Когда днем армия вошла в город, мы с лейтенантом Девайном, как уже упоминалось, стояли на высоких ступенях особняка и смотрели на проходящие войска. Вскоре после этого очаровательная молодая женщина, некая миссис С——, заметив нас, спустилась, пригласила в дом своего отца и накормила. Это была первая нормальная еда за многие-многие месяцы. Отец этой дамы был богатым ювелиром и, хотя происходил с Юга, поддерживал Союз. Ее же муж находился где-то в южной армии. Мы с товарищем провели в особняке увлекательный час, а затем отправились бродить по городу.

В шесть часов отовсюду разнесся страшный крик: «Город горит, город горит!» Мы с Девайном сразу вспомнили о миссис С—— и наших дневных знакомых и поспешили к ним домой, чтобы предложить помощь. Пламя уже перекинулось на их сторону улицы. Отец миссис С—— плакал в гостиной. Он взял меня под руку и подвел туда, откуда было видно, как дотла сгорает его собственное торговое предприятие. «Вот уходят труды всей жизни, — с горечью произмолвил он. — Вот к чему привела нас проклятая сецессия; вот что сделали Уэйд Хэмптон и прочие политические поджигатели для Южной Каролины». Мы с товарищем немедленно принялись выносить из дома более ценные вещи, делая все возможное, чтобы помочь им спасти хоть какой-то остаток от их прекрасного и роскошного жилья. Мы бегали вверх и вниз по лестнице особняка, пока едва не валились с ног от усталости. Все, что удавалось спасти, мы складывали в фаэтон, стоявший у двора. В какой-то момент дама закричала, что ее ребенок все еще в доме и горит. Ее крики пронзали даже шум той жуткой ночи. Тревога оказалась ложной: вскоре я нашел ребенка в безопасности на руках у верной рабыни-няньки. Она просто вынесла его из опасной зоны.
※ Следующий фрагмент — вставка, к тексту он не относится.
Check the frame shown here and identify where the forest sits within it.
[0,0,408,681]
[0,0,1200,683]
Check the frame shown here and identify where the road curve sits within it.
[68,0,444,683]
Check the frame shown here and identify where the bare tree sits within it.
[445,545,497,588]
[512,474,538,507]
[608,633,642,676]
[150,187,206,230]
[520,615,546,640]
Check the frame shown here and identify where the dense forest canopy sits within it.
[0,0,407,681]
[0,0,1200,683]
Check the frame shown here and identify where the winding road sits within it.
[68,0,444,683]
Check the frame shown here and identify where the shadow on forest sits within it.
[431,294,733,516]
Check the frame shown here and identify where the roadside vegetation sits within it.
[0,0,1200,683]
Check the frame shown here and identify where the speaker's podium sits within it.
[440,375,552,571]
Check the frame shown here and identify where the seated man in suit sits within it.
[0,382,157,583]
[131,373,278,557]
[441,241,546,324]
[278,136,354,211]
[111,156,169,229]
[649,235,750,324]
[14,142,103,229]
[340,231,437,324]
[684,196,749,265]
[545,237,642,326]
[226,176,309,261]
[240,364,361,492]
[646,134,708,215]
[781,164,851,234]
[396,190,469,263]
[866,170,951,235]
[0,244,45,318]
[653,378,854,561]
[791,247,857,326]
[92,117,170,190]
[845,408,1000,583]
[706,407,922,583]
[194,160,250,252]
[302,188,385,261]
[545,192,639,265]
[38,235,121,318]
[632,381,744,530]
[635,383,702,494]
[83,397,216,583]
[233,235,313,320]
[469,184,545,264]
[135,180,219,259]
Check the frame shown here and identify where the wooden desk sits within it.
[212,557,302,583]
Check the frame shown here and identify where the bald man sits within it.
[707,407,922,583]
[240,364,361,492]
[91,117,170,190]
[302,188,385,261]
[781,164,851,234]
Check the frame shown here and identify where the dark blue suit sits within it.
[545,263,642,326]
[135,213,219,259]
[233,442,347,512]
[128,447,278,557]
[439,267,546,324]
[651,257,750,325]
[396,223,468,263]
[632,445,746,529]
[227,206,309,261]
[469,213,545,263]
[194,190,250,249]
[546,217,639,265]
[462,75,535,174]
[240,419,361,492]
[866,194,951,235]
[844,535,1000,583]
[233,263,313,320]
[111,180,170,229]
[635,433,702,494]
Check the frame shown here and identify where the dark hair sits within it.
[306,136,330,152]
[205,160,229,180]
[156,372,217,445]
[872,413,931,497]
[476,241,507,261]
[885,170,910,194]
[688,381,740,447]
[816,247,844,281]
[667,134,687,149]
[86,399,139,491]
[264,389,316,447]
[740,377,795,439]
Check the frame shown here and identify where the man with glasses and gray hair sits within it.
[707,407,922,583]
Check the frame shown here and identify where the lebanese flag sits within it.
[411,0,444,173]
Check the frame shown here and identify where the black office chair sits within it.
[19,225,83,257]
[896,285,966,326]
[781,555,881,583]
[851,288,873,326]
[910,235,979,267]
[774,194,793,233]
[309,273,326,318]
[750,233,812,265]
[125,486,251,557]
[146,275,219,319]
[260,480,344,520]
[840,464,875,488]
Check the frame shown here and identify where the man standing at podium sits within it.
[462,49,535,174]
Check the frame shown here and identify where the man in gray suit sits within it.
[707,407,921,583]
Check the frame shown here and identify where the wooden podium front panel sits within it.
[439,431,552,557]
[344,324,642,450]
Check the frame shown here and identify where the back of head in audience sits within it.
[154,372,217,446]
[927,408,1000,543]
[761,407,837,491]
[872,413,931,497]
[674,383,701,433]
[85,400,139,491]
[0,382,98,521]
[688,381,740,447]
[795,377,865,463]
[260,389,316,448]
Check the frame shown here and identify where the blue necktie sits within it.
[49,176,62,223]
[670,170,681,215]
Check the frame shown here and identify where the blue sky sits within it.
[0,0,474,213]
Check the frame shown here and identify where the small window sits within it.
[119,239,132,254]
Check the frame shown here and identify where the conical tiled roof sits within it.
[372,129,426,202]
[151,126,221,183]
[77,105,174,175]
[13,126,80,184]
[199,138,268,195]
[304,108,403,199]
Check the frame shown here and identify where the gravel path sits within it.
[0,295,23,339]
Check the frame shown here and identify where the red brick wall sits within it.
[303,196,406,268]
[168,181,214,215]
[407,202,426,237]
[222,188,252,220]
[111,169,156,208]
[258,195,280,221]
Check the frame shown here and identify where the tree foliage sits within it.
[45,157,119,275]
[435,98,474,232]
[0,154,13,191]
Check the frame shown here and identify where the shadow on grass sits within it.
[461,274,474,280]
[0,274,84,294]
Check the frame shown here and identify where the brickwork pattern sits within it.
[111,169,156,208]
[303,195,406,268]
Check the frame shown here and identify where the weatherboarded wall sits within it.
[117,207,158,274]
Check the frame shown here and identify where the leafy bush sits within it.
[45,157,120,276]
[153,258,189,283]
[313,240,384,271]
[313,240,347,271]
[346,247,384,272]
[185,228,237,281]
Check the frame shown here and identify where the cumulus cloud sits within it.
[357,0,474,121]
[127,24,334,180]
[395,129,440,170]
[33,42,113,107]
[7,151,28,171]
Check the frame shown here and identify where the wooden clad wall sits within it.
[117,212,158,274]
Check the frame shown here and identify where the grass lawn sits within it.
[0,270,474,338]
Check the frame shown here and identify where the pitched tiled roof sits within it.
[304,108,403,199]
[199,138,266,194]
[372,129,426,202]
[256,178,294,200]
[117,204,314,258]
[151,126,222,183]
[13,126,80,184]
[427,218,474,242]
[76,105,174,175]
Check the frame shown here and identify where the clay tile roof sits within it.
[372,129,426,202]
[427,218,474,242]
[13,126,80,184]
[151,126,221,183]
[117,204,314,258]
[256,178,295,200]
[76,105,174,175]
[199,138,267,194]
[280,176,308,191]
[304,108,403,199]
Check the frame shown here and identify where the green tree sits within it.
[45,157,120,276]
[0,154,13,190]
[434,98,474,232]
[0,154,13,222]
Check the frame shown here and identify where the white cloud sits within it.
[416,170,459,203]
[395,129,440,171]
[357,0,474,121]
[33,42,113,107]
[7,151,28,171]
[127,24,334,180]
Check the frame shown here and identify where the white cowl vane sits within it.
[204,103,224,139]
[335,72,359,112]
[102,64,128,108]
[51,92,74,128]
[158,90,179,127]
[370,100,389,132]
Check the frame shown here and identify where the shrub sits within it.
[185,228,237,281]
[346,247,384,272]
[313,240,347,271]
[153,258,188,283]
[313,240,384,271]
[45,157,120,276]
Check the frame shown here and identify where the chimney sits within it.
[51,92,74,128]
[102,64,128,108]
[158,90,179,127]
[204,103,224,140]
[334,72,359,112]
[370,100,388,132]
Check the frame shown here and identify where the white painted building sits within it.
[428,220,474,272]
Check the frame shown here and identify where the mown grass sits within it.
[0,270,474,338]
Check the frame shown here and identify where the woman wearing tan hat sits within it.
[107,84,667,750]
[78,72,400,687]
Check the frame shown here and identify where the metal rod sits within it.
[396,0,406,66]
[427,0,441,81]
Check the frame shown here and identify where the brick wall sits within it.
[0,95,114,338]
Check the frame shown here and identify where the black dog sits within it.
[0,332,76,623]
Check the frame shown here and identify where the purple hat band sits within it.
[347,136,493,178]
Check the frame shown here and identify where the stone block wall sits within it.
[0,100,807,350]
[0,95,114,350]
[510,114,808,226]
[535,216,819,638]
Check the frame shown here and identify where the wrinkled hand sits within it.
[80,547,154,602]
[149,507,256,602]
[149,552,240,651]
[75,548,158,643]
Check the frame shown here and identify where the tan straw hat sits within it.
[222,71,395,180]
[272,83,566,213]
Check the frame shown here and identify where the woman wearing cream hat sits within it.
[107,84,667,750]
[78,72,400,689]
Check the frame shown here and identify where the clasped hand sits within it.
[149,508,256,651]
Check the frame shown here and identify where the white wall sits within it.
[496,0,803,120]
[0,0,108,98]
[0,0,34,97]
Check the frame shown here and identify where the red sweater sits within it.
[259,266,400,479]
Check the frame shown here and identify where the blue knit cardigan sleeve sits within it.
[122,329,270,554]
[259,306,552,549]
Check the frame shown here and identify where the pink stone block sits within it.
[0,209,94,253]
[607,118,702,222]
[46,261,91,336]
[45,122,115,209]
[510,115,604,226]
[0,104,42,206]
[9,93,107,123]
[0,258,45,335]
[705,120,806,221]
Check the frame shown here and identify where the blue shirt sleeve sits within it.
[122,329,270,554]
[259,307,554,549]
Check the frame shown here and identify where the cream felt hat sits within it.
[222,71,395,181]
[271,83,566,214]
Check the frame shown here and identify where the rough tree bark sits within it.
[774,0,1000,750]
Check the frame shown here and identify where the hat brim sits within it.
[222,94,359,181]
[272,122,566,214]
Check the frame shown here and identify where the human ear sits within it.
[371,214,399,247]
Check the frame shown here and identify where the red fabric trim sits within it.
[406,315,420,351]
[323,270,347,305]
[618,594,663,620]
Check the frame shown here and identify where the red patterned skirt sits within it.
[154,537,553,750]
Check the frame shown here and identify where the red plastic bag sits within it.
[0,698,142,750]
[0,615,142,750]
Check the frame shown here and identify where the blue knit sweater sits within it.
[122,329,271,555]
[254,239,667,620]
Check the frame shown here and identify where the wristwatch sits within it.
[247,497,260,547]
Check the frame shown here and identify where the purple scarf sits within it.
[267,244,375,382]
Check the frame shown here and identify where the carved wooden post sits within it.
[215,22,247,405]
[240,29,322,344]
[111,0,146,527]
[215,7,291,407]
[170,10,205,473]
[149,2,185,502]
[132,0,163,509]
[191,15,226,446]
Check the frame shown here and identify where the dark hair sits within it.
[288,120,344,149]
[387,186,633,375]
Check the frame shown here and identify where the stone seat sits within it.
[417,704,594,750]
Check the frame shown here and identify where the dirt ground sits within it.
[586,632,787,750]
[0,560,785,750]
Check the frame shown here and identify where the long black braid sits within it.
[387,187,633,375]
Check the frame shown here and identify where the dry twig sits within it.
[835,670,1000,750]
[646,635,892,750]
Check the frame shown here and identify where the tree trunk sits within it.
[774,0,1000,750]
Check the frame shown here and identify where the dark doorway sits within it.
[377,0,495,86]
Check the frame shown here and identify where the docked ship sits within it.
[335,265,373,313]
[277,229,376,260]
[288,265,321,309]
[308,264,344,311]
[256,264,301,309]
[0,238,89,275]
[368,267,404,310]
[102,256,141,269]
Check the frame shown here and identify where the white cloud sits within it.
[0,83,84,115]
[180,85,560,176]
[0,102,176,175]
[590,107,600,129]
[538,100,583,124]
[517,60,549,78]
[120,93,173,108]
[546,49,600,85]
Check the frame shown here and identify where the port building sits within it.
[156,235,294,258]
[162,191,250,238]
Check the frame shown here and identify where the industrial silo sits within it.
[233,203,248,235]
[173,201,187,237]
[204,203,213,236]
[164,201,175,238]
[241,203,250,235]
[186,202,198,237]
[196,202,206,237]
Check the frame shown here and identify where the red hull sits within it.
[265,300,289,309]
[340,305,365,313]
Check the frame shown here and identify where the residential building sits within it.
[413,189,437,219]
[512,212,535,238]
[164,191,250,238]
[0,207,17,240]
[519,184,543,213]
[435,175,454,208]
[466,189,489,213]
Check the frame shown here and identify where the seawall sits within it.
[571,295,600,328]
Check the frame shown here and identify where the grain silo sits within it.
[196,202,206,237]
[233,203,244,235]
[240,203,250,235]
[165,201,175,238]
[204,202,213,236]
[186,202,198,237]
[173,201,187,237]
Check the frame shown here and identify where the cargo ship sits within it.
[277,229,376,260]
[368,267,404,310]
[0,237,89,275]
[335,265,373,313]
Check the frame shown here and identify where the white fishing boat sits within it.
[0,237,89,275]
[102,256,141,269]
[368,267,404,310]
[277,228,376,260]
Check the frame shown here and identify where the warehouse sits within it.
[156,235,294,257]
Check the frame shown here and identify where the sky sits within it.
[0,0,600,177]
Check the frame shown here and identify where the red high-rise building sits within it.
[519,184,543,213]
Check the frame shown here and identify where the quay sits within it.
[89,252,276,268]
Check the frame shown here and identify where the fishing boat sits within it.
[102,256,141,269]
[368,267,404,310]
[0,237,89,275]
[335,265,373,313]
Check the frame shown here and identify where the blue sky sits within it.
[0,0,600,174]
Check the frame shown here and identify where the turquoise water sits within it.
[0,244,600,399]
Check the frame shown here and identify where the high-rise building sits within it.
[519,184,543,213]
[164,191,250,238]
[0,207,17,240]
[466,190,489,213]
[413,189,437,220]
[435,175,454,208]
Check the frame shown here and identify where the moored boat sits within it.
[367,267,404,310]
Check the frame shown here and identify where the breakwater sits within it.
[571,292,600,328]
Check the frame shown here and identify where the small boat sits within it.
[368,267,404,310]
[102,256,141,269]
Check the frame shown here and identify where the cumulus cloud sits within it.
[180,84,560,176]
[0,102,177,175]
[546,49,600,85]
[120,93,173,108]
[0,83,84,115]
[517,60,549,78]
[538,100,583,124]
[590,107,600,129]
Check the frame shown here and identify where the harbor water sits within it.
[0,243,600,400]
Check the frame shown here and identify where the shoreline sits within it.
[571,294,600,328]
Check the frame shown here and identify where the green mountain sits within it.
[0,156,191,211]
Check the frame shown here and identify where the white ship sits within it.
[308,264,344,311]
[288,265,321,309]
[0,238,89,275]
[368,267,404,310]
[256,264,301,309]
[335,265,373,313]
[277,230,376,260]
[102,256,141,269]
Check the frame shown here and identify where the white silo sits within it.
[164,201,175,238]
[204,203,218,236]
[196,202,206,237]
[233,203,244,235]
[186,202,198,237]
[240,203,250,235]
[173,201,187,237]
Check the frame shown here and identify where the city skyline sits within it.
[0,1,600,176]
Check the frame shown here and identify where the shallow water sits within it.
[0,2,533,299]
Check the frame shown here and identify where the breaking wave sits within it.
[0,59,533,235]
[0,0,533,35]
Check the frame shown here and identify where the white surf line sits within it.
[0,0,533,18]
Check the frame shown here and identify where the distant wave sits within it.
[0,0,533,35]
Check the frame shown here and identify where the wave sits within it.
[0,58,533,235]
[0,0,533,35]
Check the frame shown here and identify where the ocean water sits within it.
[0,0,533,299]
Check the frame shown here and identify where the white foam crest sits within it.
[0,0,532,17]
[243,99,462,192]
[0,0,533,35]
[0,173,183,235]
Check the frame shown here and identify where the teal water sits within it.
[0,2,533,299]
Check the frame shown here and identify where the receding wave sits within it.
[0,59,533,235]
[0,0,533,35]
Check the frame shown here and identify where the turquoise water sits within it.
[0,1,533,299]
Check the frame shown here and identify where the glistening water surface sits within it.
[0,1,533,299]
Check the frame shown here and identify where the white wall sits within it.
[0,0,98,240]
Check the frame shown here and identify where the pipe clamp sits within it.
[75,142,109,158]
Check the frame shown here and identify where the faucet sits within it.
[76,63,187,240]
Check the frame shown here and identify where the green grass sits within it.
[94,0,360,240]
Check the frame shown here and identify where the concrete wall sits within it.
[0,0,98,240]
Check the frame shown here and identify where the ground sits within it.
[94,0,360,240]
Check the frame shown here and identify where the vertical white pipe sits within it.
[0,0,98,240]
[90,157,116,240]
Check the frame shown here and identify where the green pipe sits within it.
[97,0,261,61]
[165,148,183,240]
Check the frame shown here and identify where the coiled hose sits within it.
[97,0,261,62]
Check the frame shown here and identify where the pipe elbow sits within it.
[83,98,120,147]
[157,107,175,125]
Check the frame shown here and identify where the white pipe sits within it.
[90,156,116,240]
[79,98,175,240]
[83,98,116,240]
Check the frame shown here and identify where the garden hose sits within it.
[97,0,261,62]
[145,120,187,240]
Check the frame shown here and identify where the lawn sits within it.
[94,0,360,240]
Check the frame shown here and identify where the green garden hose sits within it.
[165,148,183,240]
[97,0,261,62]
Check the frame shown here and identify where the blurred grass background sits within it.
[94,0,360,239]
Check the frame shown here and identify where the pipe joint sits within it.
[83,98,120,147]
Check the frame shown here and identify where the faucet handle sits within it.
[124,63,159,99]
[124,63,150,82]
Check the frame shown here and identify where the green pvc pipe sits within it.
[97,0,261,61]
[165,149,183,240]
Когда стены дома уже казались готовыми рухнуть, мы с Девайном впряглись в нагруженную повозку — он тянул за дышло, я толкал сзади — и, ведомые плачущей семьей на ногах, протащили ее с милю или больше к самому краю города. Здесь мы оставили их в безопасности у небольшого леска, толком не зная, увидимся ли когда-нибудь еще. Многих наших солдат в ту ночь сожгло заживо.

На следующий день армия Шермана оставила руины города позади и двинулась в путь. Впрочем, они оставили запасы продовольствия для своих несчастных врагов. Беженцам, пожелавшем следовать за армией и пробиваться на Север, также предоставили обоз с пустыми повозками. Сотни, а возможно, и тысячи людей покинули дымящиеся развалины своих жилищ и потянулись следом за армией на любых мыслимых и немыслимых повозках. Черные и белые, рабы и свободные, богатые и бедные — все слились в процессию позади войска. Миссис С—— и семья ее отца были среди них.

Я попытался отыскать свой полк. Его след простыл. Множество сражений и долгих маршей так проредили его ряды, что оставшаяся горстка бойцов была расформирована и влита в кавалерийский полк.

Полковник Силсби из Десятого полка Айовы предложил мне присоединиться к их армейскому кружку. Я согласился. Так вышло, что полковник ведал примерно сотней пленных, захваченных на марше. Естественно, мне было интересно взглянуть на них. Я быстро увидел, насколько лучше им приходится, чем мне в свое время в руках южан. Двое или трое из них, как оказалось, входили в ту самую охрану, что так скверно обращалась с нами в тюрьме под названием «Лагерь Сорго» близ Колумбии. Они смертельно перепугались, узнав, что я содержался там под их началом. Казалось, они страшились немедленной и страшной мести; но у меня и в мыслях не было ничего подобного. Я был слишком рад самой свободе, чтобы думать о какой-либо мести.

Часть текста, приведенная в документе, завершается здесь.